After China outlawed cryptocurrency mining, miners began moving farms with equipment to other countries with relatively affordable electricity. These include the United States, Canada, Russia and Kazakhstan. The latter not only attracts with affordable electricity, but is also geographically close, so the cost of moving ASIC systems and video cards is lower than when transporting them, say, to Canada or the United States. So, the BTC.com pool has already moved all its ASIC miners to Kazakhstan, and others are ready to follow it. The country’s authorities did not just watch such migration from the outside and introduced an additional tax for miners.

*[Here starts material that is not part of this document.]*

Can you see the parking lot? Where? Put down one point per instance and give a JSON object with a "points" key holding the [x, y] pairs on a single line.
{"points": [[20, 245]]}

The corresponding bill was adopted by the Parliament in mid-June, and now it has been signed by the country’s President Kassym-Zhomart Tokayev. In accordance with it, from 2022, cryptocurrency miners will pay 1 tenge (this is approximately 0.0023 US dollars) for each consumed kWh – in addition to the payment for the general electricity tariff.
In Kazakhstan, they believe that in this way they will be able to control the mining market and will not let it “go into the shadows”. According to the resource CBECI (Cambridge Bitcoin Electricity Consumption Index), Kazakhstan is the fourth country in the world, after China, the USA and Russia, in terms of electricity consumption for the needs of cryptocurrency miners.